L’implication citoyenne dans la remontée des faits de sûreté

Le 21 août 2015, une tentative d’attentat dans un Thalys est déjouée par des passagers. Le 22 mars 2016, une série de trois attentats-suicides touche l’aéroport de Bruxelles et une rame de métro. Ces évènements nous rappellent que les enjeux relatifs à la sûreté dans les transports sont cruciaux. Les menaces sont réelles et polymorphes. Elles proviennent désormais des citoyens et visent les personnes sans distinction. Face à cette nouvelle typologie de violence terroriste, les moyens mis en œuvre doivent évoluer. Les transporteurs peuvent envisager de développer de nouvelles solutions de signalement.

Les acteurs du transport incluent les usagers dans les dispositifs en place

La SNCF a mis en place les numéros d’urgence « 3117 » et « 31177 ». Le premier à contacter par téléphone, le second par sms, permettent aux utilisateurs de signaler des situations à risque dont ils sont témoins ou victimes à bord des trains de la compagnie française. Ce service est disponible 24h sur 24, 7 jours sur 7. Le signalement du client remonte à un agent SNCF formé pour récupérer les informations nécessaires à l’analyse de la situation. Suite à ce diagnostic, il établit la procédure à suivre. C’est l’agent qui se charge ensuite de contacter les acteurs de sûreté pertinents pour répondre à la situation d’urgence : police, démineurs ou SAMU par exemple. L’agent informe également les instances de SNCF en charge de la circulation des trains et de la sûreté.

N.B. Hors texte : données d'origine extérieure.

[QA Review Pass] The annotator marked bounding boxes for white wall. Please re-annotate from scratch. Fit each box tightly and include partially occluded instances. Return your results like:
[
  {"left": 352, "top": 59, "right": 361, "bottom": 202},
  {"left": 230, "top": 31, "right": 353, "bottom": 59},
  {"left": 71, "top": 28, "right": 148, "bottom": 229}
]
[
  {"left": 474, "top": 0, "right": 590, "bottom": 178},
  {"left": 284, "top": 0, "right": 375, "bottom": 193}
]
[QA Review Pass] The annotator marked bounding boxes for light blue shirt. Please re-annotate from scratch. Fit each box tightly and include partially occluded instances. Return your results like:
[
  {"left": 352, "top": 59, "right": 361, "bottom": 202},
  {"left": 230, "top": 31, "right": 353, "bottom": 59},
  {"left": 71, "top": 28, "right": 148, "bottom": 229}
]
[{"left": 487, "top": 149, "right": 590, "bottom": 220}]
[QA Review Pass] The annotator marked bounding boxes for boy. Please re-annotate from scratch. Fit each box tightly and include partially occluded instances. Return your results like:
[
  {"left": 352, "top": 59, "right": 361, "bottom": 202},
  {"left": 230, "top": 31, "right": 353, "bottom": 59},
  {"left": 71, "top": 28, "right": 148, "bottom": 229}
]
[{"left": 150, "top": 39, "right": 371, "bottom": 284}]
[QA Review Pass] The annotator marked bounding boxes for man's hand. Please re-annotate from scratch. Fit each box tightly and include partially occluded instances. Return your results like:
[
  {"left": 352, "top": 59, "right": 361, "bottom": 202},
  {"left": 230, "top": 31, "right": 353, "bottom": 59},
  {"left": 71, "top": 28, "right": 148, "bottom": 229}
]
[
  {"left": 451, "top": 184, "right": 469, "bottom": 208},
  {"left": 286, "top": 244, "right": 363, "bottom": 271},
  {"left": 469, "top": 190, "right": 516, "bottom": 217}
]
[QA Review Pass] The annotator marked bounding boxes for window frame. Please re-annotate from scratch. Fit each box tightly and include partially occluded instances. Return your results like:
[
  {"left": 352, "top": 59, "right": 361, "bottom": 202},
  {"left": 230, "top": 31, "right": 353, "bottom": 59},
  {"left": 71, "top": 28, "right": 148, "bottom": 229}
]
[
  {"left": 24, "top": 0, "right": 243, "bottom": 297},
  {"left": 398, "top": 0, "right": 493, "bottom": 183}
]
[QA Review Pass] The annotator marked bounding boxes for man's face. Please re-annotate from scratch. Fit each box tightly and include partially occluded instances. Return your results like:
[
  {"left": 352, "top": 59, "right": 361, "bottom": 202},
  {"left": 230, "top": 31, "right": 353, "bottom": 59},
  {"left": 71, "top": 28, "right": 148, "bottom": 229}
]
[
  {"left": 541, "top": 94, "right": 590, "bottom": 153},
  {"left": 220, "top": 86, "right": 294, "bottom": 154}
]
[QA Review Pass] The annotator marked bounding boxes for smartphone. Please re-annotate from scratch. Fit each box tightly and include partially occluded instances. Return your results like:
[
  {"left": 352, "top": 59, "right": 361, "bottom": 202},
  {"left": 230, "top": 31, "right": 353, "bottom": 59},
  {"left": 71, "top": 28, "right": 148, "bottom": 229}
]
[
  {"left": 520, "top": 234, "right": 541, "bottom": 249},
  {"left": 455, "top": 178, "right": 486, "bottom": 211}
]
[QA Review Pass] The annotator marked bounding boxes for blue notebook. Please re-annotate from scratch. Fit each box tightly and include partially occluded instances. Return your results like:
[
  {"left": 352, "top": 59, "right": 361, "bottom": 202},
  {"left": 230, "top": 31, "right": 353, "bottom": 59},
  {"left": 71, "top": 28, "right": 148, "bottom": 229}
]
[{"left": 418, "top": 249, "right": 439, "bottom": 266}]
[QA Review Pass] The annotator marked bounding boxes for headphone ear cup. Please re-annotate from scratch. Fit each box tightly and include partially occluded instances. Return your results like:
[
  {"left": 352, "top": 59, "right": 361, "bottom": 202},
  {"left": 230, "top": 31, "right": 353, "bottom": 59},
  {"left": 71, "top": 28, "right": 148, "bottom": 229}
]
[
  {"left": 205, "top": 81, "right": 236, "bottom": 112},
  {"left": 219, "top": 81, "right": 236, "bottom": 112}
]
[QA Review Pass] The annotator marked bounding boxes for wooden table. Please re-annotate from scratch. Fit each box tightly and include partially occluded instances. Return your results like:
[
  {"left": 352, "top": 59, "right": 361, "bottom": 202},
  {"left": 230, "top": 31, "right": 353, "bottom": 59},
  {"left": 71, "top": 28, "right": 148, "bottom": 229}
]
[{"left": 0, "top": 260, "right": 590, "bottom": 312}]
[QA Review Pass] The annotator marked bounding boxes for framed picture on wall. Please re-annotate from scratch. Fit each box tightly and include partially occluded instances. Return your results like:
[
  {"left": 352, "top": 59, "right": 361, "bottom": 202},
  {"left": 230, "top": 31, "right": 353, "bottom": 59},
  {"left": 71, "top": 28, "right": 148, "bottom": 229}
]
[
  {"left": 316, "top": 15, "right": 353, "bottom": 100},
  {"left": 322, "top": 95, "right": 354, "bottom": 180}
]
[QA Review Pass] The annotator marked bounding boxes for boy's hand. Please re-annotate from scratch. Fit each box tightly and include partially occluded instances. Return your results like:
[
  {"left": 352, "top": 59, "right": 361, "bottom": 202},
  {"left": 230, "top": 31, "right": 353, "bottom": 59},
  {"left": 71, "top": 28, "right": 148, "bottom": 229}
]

Il est intéressant de noter que depuis 2015 les agents ont été spécifiquement formés à la gestion des cas d’attaques terroristes. Les appels afférents sont traités selon un processus spécifique.

L’exemple de SNCF n’est pas isolé. Plusieurs initiatives, plus ou moins en lien avec la sûreté témoignent de l’ambition d’inclure les citoyens dans la remontée d’informations exploitables par les acteurs des réseaux de transport.

Nous pouvons citer l’exemple de l’application Waze qui démontre le bénéfice du crowdsourcing dans la mise en place d’une application de calcul d’itinéraire et de remontée d’alerte pour les utilisateurs. Les usagers consomment de l’information mais en sont également les producteurs, l’application se chargeant de mettre en relation ces producteurs et consommateurs d’informations via la géolocalisation.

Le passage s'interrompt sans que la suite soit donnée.